I know that writing to a volatile variable flushes it from the memory of all the cpus, however I want to know if reads to a volatile variable are as fast as normal reads?
Can volatile variables ever be placed in the cpu cache or is it always fetched from the main memory?
You should really check out this article: http://brooker.co.za/blog/2012/09/10/volatile.html. The blog article argues volatile reads can be a lot slower (also for x86) than non-volatile reads on x86.
Test 1 is a parallel read and write to a non-volatile variable. There
is no visibility mechanism and the results of the reads are
potentially stale.
Test 2 is a parallel read and write to a volatile variable. This does not address the OP's question specifically. However worth noting that a contended volatile can be very slow.
Test 3 is a read to a volatile in a tight loop. Demonstrated is that the semantics of what it means to be volatile indicate that the value can change with each loop iteration. Thus the JVM can not optimize the read and hoist it out of the loop. In Test 1, it is likely the value was read and stored once, thus there is no actual "read" occurring.
Credit to Marc Booker for running these tests.
The answer is somewhat architecture dependent. On an x86, there is no additional overhead associated with volatile reads specifically, though there are implications for other optimizations.
JMM cookbook from Doug Lea, see architecture table near the bottom.
To clarify: There is not any additional overhead associated with the read itself. Memory barriers are used to ensure proper ordering. JSR-133 classifies four barriers "LoadLoad, LoadStore, StoreLoad, and StoreStore". Depending on the architecture, some of these barriers correspond to a "no-op", meaning no action is taken, others require a fence. There is no implicit cost associated with the Load itself, though one may be incurred if a fence is in place. In the case of the x86, only a StoreLoad barrier results in a fence.
As pointed out in a blog post, the fact that the variable is volatile means there are assumptions about the nature of the variable that can no longer be made and some compiler optimizations would not be applied to a volatile.
Volatile is not something that should be used glibly, but it should also not be feared. There are plenty of cases where a volatile will suffice in place of more heavy handed locking.
It is architecture dependent. What volatile does is tell the compiler not to optimise that variable away. It forces most operations to treat the variable's state as an unknown. Because it is volatile, it could be changed by another thread or some other hardware operation.
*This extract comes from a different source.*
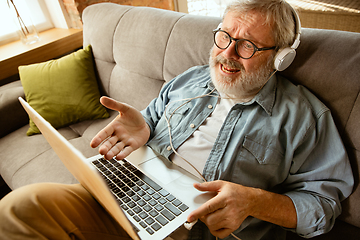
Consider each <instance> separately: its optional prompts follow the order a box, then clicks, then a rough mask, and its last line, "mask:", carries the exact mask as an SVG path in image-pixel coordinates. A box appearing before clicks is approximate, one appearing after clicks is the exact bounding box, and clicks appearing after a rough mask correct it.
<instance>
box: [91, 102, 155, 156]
mask: <svg viewBox="0 0 360 240" xmlns="http://www.w3.org/2000/svg"><path fill="white" fill-rule="evenodd" d="M100 102H101V104H102V105H104V106H105V107H107V108H109V109H112V110H116V111H118V112H119V115H118V116H117V117H116V118H115V119H114V120H113V121H112V122H111V123H110V124H109V125H107V126H106V127H105V128H104V129H102V130H101V131H100V132H99V133H98V134H97V135H96V136H95V137H94V138H93V139H92V141H91V143H90V146H91V147H93V148H95V147H97V146H99V145H101V146H100V148H99V153H100V154H101V155H104V157H105V158H106V159H108V160H109V159H111V158H113V157H116V159H123V158H125V157H127V156H128V155H129V154H130V153H131V152H133V151H134V150H136V149H138V148H139V147H141V146H143V145H144V144H145V143H146V142H147V141H148V139H149V137H150V128H149V126H148V125H147V124H146V122H145V120H144V118H143V116H142V115H141V113H140V112H139V111H138V110H137V109H135V108H133V107H131V106H130V105H127V104H125V103H120V102H118V101H115V100H114V99H111V98H108V97H102V98H101V99H100Z"/></svg>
So, reads will need to re-read the variable and operations will be of the read-modify-write kind.
This kind of variable is used for device drivers and also for synchronisation with in-memory mutexes/semaphores.
Volatile reads cannot be as quick, especially on multi-core CPUs (but also only single-core).
The executing core has to fetch from the actual memory address to make sure it gets the current value - the variable indeed cannot be cached.
As opposed to one other answer here, volatile variables are not used just for device drivers! They are sometimes essential for writing high performance multi-threaded code!
volatile implies that the compiler cannot optimize the variable by placing its value in a CPU register. It must be accessed from main memory. It may, however, be placed in a CPU cache. The cache will guaranty consistency between any other CPUs/cores in the system. If the memory is mapped to IO, then things are a little more complicated. If it was designed as such, the hardware will prevent that address space from being cached and all accesses to that memory will go to the hardware. If there isn't such a design, the hardware designers may require extra CPU instructions to insure that the read/write goes through the caches, etc.
Typically, the 'volatile' keyword is only used for device drivers in operating systems.